Selanjutnya KNIP dalam sidang ketiga tanggal 25-27 November 1945 menyetujui pula
adanya pertanggungjawaban menteri tersebut dengan kata-kata “… membenarkan
kebijakan presiden perihal mendudukkan perdana menteri dan menteri-menteri yang
bertanggung jawab kepada Komite Nasional Indonesia Pusat sebagai suatu langkah
yang tidak dilarang oleh Undang-Undang Dasar dan perlu dalam keadaan sekarang.”

Maklumat ini menjadi titik balik perubahan sistem pemerintahan Indonesia, yang semula
presidensil (12 September – 14 Novmber 1945) menjadi parlementer.

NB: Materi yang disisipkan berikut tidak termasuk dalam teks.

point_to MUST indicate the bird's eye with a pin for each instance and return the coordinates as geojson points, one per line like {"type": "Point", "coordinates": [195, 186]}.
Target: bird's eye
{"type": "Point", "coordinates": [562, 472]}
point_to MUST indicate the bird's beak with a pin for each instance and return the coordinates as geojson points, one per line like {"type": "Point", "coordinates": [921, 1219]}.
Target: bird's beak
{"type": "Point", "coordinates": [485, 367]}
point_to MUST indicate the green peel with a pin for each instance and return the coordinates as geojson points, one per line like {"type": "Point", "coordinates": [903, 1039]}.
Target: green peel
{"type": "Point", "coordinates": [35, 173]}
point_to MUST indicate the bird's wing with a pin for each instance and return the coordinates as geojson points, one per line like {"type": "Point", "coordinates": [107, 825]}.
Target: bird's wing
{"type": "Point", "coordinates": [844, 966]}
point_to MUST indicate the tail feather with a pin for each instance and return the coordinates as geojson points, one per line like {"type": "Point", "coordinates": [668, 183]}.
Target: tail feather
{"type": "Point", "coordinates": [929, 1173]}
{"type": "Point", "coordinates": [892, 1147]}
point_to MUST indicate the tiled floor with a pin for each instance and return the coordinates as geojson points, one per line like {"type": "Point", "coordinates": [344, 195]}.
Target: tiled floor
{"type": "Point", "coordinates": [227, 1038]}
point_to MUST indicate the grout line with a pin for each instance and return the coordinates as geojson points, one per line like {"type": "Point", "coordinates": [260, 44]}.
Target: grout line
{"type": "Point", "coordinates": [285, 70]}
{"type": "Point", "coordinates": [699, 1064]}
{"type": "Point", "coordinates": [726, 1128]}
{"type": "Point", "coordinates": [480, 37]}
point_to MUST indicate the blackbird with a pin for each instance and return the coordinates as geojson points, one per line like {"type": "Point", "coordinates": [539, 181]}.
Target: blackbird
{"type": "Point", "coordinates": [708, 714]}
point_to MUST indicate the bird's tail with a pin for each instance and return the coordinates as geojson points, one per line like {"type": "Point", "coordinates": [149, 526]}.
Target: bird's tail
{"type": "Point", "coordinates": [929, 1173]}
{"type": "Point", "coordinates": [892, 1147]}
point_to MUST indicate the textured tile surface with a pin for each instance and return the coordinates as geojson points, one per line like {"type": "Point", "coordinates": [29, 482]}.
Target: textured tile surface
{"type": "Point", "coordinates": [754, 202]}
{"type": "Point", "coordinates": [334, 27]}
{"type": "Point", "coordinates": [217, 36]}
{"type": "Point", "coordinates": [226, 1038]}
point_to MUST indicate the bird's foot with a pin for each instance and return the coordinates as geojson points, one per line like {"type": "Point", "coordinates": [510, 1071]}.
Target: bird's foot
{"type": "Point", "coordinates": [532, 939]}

Yang membuat
nantinya pemerintahan (Perdana Menteri bersama Kabinet) bertanggung jawab kepada
parlemen (KNIP) yang berfungsi sebagai badan legislatif bukan pada Presiden lagi, hal ini
sesuai dengan isi maklumat No.X 16 Oktober 1945 yang menyebutkan KNIP sebagai
fungsi legislatif.

Pengumuman maklumat ini menandai kemenangan Kelompok Oposisi Sosialis yang


telah menguasai KNI-P Pimpinan Sutan Sjahrir dan setelah maklumat tersebut Kelompok
Oposisi Sosialis di KNI-P segera mengusulkan Sutan Sjahrir sebagai Perdana Menteri
pertama Indonesia dan Soekarno pun menyambutnya dengan senang hati dan saat
itulah awal berlangsungnya kekuasaan Perdana Menteri Sutan Sjahrir atau yang lebih
dikenal Kabinet Sjahrir I karena nantinya Sjahrir berhasil menjadi Perdamna Menteri
sebanyak 3 periode pemerintahan,
Sistem kabinet parlementer yang berlaku sejak tanggal 14 November 1945 hingga 27
Desember 1949 menggunakan Konstitusi UUD 1945 dan selama itu terdapat Sembilan
kali pergantian kabinet, antara lain sebagai berikut.

1.) Kabinet Presidensial Pertama, 2 September 1945-14 November 1945.

2.) Kabinet Syahrir I, 14 November 1945-12 Maret 1946.

3.) Kabinet Syahrir II, 12 Maret 1946-20 Oktober 1946.

4.) Kabinet Syahrir III, 20 Oktober 1946-27 Juni 1947.

5.) Kabinet Amir Syarifuddin I, 3 Juli 1947-11 November 1947.

6.) Kabinet Amir Syarifuddin II, 11 November 1947-29 Januari 1948.

7.) Kabinet Hatta I (Presidensial), 29 Januari 1948-4 Agustus 1948.

8.) Kabinet Darurat (PDRI), 19 Desember 1948-13 Juli 1949.

9.) Kabinet Hatta II (Presidensial), 4 Agustus 1949-20 Agustus 1949.

Namun Perubahan Pemerintahan ini melalui Maklumat 14 November 1945 jelas-jelas


melanggar konstitusi karena bertolak belakang dengan UUD 1945 yang berlaku saat itu.
Dan seiring berjalannya waktu, Indonesia merasa tak cocok dengan sistem ini. Hal ini
dibuktikan dengan sering jatuh bangunnya kabinet yang membuat pemerintahan kurang
stabil dan membuat pembangunan terhambat.